The data and errors calculated from 2000 experiments can be found in Supplementary Materials. To display the system’s stability, data within the ranges of 0–20 mm for the x-axis, 0–20 mm for the y-axis, and 100–120 mm for the z-axis were selected for display in Figure 12. From the error bars, it can be observed that the system error is consistently within 1.75 mm. Additionally, the spatial distance errors of the 2000 data sets for x, y, and z are calculated, and Figure 12d shows that the distance error is less than 3 mm after 2000 large-scale experiments.
To verify the instrument’s response performance, we conducted systematic time response data collection across 2000 experiments. In each experiment, the data acquisition card began collecting the current signal and transmitted the data to the computing system, where it was processed to yield results. The time of signal collection and result output were precisely recorded in each experiment to analyze the response time of the instrument throughout the process. Through statistical analysis of the 2000 experimental data, we focused on the system’s response time, including the total delay from signal acquisition to result processing, system stability, and time fluctuations in each experiment, as shown in Figure 13a.

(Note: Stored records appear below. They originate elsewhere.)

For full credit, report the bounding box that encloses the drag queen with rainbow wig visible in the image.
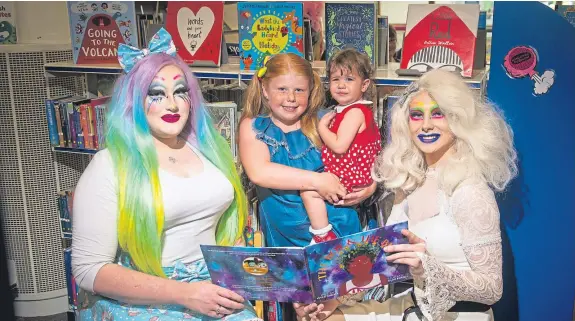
[72,29,259,321]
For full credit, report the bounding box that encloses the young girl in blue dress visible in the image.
[239,54,375,246]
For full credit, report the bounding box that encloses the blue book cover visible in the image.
[238,2,304,71]
[200,222,411,303]
[67,1,138,64]
[325,3,376,65]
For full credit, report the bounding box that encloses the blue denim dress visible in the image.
[252,116,361,247]
[76,254,263,321]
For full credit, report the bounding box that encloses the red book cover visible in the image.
[400,4,479,77]
[166,1,224,66]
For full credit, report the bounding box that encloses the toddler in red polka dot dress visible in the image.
[301,48,381,244]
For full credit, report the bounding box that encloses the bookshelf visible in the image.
[44,61,489,89]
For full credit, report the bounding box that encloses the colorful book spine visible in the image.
[45,100,60,146]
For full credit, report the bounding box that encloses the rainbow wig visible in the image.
[106,53,247,277]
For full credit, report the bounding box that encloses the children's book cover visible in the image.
[556,4,575,27]
[237,2,304,70]
[67,1,138,64]
[166,1,224,66]
[325,3,376,65]
[0,1,17,45]
[201,222,411,303]
[400,4,479,77]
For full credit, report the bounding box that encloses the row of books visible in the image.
[46,96,109,150]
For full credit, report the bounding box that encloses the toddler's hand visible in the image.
[318,111,335,128]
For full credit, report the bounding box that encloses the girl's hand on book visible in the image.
[383,230,427,275]
[179,281,244,318]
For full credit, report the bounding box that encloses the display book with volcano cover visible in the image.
[201,222,411,303]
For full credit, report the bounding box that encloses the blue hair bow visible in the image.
[118,28,176,73]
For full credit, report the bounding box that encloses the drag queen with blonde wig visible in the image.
[299,70,517,321]
[374,70,517,320]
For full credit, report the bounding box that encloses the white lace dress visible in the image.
[340,173,503,321]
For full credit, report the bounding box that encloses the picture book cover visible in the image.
[325,2,377,66]
[67,1,138,64]
[0,1,17,45]
[399,4,479,77]
[201,222,411,303]
[166,1,224,66]
[557,4,575,27]
[237,2,304,71]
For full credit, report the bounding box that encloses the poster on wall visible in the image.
[166,1,224,66]
[400,4,479,77]
[0,1,17,45]
[325,3,376,65]
[238,2,304,70]
[67,1,138,64]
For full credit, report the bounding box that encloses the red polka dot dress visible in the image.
[321,101,382,193]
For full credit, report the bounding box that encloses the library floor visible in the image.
[16,313,70,321]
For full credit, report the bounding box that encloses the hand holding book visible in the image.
[201,222,411,303]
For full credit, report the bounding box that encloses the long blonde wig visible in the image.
[373,70,517,195]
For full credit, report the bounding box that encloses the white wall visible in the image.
[14,1,70,44]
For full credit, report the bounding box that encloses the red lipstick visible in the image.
[162,114,180,123]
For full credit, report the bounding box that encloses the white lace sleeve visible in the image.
[414,184,503,320]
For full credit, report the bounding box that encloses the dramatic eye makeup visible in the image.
[431,105,445,119]
[148,75,190,104]
[409,107,424,121]
[148,82,166,104]
[409,102,445,121]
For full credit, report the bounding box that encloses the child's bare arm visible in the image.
[239,119,346,200]
[318,108,365,154]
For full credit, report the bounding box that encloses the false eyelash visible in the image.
[176,92,191,104]
[148,96,164,104]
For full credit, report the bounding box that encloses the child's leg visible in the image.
[300,191,337,244]
[300,191,329,230]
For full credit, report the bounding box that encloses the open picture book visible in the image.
[201,222,411,303]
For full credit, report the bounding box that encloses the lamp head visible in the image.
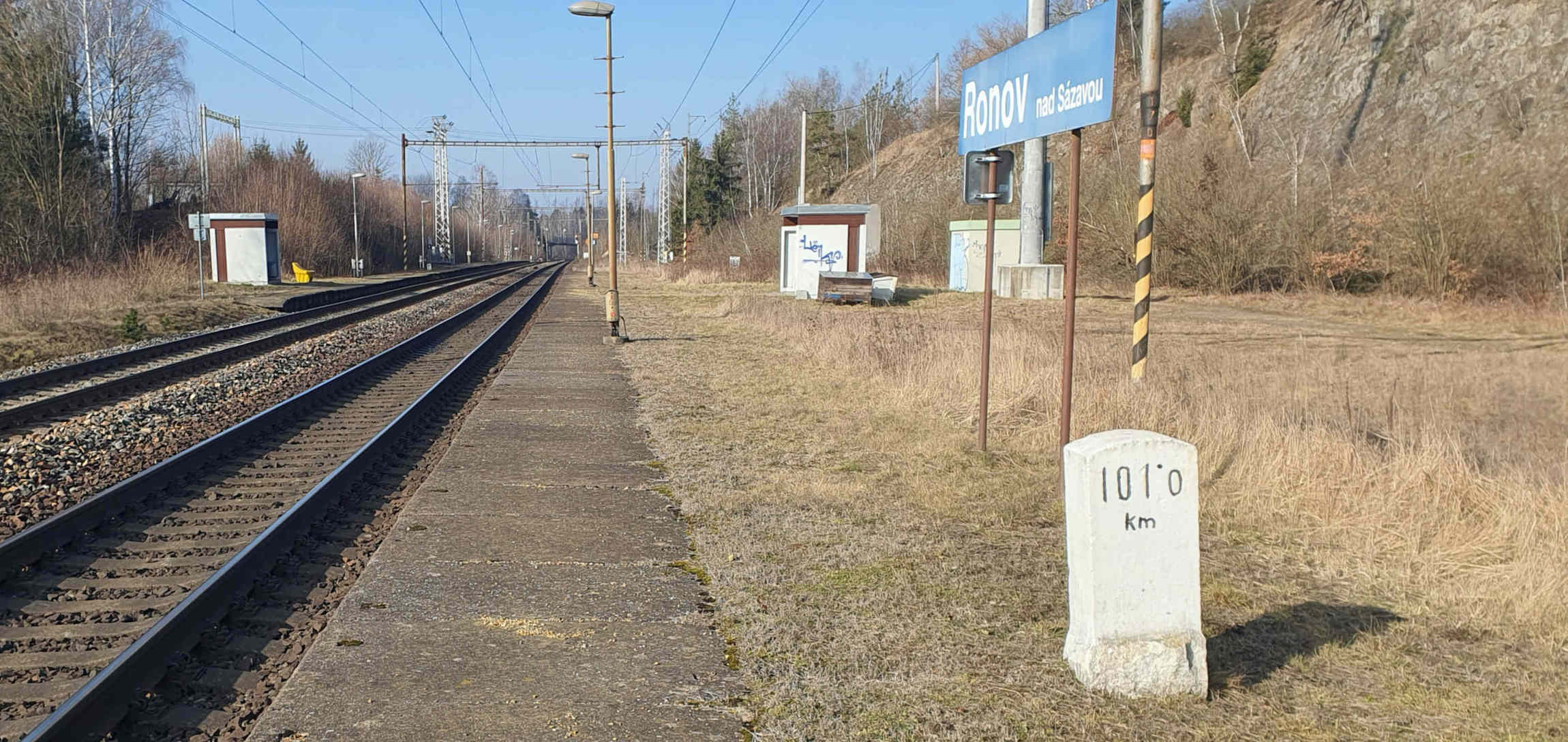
[566,0,615,17]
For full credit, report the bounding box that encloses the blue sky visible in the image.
[166,0,1027,201]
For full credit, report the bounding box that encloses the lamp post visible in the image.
[348,173,365,278]
[573,152,592,286]
[566,0,626,342]
[419,198,429,270]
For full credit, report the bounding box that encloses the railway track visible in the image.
[0,265,516,432]
[0,258,560,741]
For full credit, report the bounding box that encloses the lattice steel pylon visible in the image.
[615,177,631,263]
[429,116,451,261]
[659,129,671,263]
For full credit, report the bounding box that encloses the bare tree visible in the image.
[71,0,188,213]
[348,136,392,181]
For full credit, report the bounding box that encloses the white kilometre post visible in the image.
[1061,430,1209,696]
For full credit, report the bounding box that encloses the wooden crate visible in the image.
[817,271,872,304]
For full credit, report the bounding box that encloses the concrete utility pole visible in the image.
[566,0,626,342]
[1132,0,1164,381]
[659,127,674,263]
[429,116,451,262]
[1018,0,1053,265]
[931,53,942,115]
[573,152,592,286]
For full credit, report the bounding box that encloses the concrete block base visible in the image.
[1061,632,1209,696]
[996,263,1065,299]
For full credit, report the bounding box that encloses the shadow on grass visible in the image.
[1209,601,1405,692]
[889,286,944,306]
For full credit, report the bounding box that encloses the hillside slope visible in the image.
[831,0,1568,298]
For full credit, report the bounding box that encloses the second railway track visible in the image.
[0,258,560,739]
[0,265,516,432]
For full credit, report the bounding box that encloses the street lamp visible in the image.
[566,0,626,342]
[573,152,592,286]
[419,198,429,268]
[348,173,365,278]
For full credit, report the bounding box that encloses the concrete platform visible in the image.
[250,273,745,742]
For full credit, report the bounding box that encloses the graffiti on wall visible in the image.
[800,235,843,271]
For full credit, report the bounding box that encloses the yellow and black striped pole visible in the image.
[1132,0,1164,381]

The experimental data indicated that the majority of response times remained within the expected range, and across the 2000 trials, the average response time consistently stayed within the target time range (50 ms), demonstrating good repeatability (20 hz).
For assessing the accuracy of the system, we conducted 30 repeated measurements of the positioning error. The average error was calculated as 1.76 mm, and the standard deviation of the measurements was 0.6 mm. Using a 95% confidence level, we calculated the 95% confidence interval for the error to be [1.12 mm, 2.4 mm], indicating that the positioning error falls within this range with 95% confidence.
We compared and validated our method with several algorithms from previous studies in the literature. As shown in Table 7, the accuracy reported in this paper is comparable to that in other studies, but our method is simpler and better suited to meet the fine requirements of puncture tracking.
In comparison to the other three studies, our approach offers several distinct advantages: Firstly, while previous methods often rely on complex optimization algorithms or machine learning techniques for pose tracking, which can increase computational time and reduce accuracy, our method uses a simple yet effective least squares algorithm to solve the five-degree-of-freedom positioning equations, ensuring both precision and computational efficiency. Moreover, unlike traditional methods that may be limited by sensor arrays or use of fewer transmitting coils, we employ a rectangular toroidal current distribution model, which provides more accurate and reliable tracking of the biopsy needle, especially in real-time tracking scenarios. Additionally, the magnetic field model we develop, with an average error of less than 1.75 mm, surpasses the tracking accuracy demonstrated in the other studies. Furthermore, the use of a PCB as the carrier for the magnetic field emitter allows for a compact, cost-effective, and scalable solution, while the 70 kHz operating frequency minimizes eddy current interference in biological tissues, enhancing system performance. In summary, our system’s improved accuracy, computational efficiency, and reduced system complexity make it a strong candidate for medical applications such as biopsy needle tracking.
In addition, to comprehensively validate the instrument’s response performance under different motion modes, we conducted a continuous positioning motion experiment, which included both square trajectory motion and a random motion trajectory. The square trajectory motion simulated the continuous operation of the positioning system along a standard path, while the random motion trajectory tested the system’s dynamic response capability on nonlinear and irregular paths. The entire experimental process was recorded using high-frame-rate video (https://zenodo.org/records/14636130 (accessed on 13, January 2025)), ensuring the precise capture of every movement and response change of the positioning system. The video screenshot is shown in Figure 13b. This experiment provided comprehensive data support for the practical application of the instrument, confirming the system’s reliability and response capability under various operating conditions.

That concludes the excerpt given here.